Des engagements issus du Grenelle de l’environnement
Suite au Grenelle de l’environnement de 2007, l’État s’est engagé par le plan Ecophyto I, à réduire, si possible, de 50 % l’usage des pesticides d’ici 2018. Les premiers résultats étant très mitigés, un nouveau plan Ecophyto II, en 2015, a été élaboré pour diminuer de 50 % l’usage des pesticides d’ici 2025. De plus, depuis 2008, les denrées alimentaires commercialisées sur le marché européen doivent respecter les limites maximales de résidus de pesticides (LMR) autorisées. Il s’agit d’un seuil réglementaire de concentration de résidus de produits pesticides, au-delà duquel la commercialisation d’un produit alimentaire n’est plus autorisée. En 2017, une nouvelle avancée a été obtenue avec l’adoption de la Loi « Labbé ». Elle interdit aux personnes publiques (l’État, les collectivités territoriales et leurs regroupements, les établissements publics) d’utiliser des produits phytosanitaires pour l’entretien des espaces verts, voiries, promenades et forêts, ouverts au public. Et depuis le 1er janvier 2019, l’interdiction d’utilisation s’étend aux particuliers.

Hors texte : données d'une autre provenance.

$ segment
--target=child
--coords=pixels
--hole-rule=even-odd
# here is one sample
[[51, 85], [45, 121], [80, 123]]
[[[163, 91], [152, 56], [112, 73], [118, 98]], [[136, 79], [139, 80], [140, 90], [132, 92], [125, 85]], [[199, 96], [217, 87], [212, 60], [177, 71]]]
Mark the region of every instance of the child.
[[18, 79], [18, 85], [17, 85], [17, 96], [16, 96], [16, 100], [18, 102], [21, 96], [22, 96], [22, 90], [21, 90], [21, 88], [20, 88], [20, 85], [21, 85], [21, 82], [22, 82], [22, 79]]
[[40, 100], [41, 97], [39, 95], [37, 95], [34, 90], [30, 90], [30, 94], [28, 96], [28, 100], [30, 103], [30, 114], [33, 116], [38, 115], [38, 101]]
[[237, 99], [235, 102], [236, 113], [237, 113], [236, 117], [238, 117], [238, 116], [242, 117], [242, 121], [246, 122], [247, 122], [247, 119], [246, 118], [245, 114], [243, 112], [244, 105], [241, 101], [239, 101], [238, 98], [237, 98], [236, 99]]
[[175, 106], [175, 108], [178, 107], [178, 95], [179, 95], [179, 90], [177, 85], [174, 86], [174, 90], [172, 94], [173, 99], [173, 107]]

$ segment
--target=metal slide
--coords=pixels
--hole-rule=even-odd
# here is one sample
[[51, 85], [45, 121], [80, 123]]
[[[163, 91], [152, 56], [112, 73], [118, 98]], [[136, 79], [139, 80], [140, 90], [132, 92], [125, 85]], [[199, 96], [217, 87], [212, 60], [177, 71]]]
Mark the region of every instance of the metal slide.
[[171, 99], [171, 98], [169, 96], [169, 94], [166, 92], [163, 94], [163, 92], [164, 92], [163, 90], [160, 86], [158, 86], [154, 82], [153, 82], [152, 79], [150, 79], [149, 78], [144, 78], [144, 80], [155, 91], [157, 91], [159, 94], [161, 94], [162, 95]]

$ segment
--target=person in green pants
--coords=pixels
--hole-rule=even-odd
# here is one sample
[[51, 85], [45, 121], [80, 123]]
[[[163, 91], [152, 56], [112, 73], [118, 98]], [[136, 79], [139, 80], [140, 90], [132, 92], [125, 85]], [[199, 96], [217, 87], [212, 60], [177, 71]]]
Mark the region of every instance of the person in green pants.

L’utilisation des pesticides en France
Malgré ces mesures, l’usage des pesticides est encore trop fréquent en France. Si l’on rapporte la quantité de produits phytosanitaires à l’hectare cultivé, la France se classe au 9e rang derrière entre autres l’Italie, l’Espagne, l’Allemagne. Le monde agricole et les industriels consomment la plus grande part des pesticides commercialisés chaque année en France. Cependant, l’étude Pesti’home réalisée en 2014 a montré que sur 1507 ménages, 75 % d’entre eux utilisaient au moins un produit contenant des pesticides par an. Cet usage concerne notamment la protection des plantes, la lutte contre les insectes, les rongeurs, les parasites et moisissures.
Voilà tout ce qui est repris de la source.